The section also identifies critical methodological gaps in current research, particularly the need for unified frameworks that seamlessly integrate boosting algorithms with SHAP-based explanations to enhance both predictive accuracy and interpretability. Despite the promising results from various studies, many existing models struggle with scalability and transparency, indicating a pressing need for comprehensive approaches that balance these aspects. The findings underscore the importance of developing robust, explainable models that can be effectively deployed across diverse educational contexts, ultimately contributing to improved academic outcomes and informed decision-making in educational settings.

Limitations

The study acknowledges several limitations that may affect the generalizability of the Ex-ADA framework, despite its strong predictive performance and explainability. Firstly, the dataset is restricted to a single university course in Fundamentals of Programming, which may limit the model’s applicability to other educational contexts. Future research should incorporate cross-disciplinary and multi-institutional datasets to enhance external validity. Secondly, the reliance on quantitative behavioral indicators—such as attendance and midterm performance—does not encompass the cognitive, motivational, or socioemotional factors influencing academic success. Incorporating qualitative data, such as psychological self-reports or sentiment analysis, could yield a more holistic understanding of student learning behaviors.
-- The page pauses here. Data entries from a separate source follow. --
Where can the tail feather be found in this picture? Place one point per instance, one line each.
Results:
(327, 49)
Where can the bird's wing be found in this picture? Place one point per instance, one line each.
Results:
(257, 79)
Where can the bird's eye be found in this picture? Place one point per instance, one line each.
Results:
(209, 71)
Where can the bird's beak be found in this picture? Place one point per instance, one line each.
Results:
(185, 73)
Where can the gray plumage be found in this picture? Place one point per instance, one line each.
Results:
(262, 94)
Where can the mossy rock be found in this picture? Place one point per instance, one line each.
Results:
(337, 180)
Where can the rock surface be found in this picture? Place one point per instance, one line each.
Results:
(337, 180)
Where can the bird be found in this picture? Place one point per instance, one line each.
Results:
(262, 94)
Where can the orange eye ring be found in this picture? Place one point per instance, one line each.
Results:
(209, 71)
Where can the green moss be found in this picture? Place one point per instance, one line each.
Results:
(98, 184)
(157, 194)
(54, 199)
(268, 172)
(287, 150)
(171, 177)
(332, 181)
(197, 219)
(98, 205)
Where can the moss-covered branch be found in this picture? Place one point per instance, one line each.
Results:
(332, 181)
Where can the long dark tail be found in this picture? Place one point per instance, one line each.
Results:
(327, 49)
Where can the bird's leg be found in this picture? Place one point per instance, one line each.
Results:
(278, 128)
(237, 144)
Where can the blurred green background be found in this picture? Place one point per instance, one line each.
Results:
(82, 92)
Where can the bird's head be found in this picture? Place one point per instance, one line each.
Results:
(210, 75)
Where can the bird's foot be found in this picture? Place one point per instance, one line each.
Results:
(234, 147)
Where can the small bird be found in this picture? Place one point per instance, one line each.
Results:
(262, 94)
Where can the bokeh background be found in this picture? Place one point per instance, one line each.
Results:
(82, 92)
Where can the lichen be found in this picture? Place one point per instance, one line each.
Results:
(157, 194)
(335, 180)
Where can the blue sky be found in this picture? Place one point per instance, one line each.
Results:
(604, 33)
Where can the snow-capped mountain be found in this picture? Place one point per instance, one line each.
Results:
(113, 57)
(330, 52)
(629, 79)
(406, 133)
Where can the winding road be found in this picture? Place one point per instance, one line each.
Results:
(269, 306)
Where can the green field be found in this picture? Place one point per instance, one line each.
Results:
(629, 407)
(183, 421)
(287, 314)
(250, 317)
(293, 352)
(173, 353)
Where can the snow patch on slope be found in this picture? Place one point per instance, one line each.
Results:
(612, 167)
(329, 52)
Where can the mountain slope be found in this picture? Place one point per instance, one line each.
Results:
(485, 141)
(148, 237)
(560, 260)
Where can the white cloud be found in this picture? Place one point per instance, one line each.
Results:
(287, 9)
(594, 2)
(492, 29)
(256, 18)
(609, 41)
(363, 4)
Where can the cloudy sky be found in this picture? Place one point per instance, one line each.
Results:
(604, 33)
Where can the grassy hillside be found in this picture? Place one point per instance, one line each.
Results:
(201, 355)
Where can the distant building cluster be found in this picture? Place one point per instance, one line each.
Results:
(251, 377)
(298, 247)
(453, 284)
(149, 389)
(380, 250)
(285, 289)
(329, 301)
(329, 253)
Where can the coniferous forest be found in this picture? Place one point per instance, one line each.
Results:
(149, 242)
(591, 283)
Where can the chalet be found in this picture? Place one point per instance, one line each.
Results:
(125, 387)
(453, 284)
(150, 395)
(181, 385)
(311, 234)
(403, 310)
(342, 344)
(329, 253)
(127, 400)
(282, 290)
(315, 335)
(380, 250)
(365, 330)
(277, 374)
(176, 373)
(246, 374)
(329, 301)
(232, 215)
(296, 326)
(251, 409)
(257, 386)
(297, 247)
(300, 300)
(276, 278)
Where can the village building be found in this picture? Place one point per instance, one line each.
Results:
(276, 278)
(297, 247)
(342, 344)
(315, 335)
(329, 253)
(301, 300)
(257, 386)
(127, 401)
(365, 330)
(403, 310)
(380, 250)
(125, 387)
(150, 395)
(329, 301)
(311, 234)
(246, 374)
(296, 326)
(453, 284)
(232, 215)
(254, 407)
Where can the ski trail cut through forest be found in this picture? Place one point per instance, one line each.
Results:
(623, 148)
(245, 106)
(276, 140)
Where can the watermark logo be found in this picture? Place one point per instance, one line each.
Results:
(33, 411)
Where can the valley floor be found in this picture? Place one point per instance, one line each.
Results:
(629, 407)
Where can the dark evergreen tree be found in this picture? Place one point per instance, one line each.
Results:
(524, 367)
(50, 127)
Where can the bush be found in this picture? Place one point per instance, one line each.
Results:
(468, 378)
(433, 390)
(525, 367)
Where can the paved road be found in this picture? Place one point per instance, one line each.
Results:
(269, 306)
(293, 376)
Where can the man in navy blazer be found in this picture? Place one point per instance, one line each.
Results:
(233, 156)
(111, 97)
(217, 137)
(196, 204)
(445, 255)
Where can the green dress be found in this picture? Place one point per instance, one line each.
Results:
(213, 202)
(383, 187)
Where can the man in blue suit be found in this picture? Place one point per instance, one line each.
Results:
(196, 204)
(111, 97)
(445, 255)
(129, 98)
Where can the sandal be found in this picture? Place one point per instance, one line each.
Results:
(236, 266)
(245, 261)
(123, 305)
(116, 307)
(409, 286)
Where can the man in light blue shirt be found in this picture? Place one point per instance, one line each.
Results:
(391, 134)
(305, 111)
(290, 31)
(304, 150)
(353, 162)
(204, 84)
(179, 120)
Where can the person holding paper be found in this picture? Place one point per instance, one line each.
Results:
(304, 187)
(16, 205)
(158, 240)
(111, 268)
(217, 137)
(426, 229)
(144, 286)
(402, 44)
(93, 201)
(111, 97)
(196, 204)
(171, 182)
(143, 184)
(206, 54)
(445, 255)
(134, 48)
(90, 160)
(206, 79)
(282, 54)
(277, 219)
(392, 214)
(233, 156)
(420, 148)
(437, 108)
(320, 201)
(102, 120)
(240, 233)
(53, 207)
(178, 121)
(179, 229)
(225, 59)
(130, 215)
Additionally, the explainability of the model is derived from SHAP, a post-hoc method that, while useful, does not ensure complete causal transparency. Future investigations could benefit from exploring causal modeling techniques or more interpretable boosting methods. The computational complexity of Ex-ADA may also pose challenges for real-time applications in early-warning systems, necessitating optimization strategies for larger datasets. Furthermore, the study did not assess the long-term stability of the model across different academic terms, highlighting the need for periodic retraining to maintain accuracy. Lastly, ethical considerations regarding student data privacy and the potential for algorithmic bias must be prioritized, emphasizing the importance of secure data handling and responsible prediction use. These limitations suggest critical avenues for future research to enhance the scalability, fairness, and multidimensional capabilities of the Ex-ADA framework.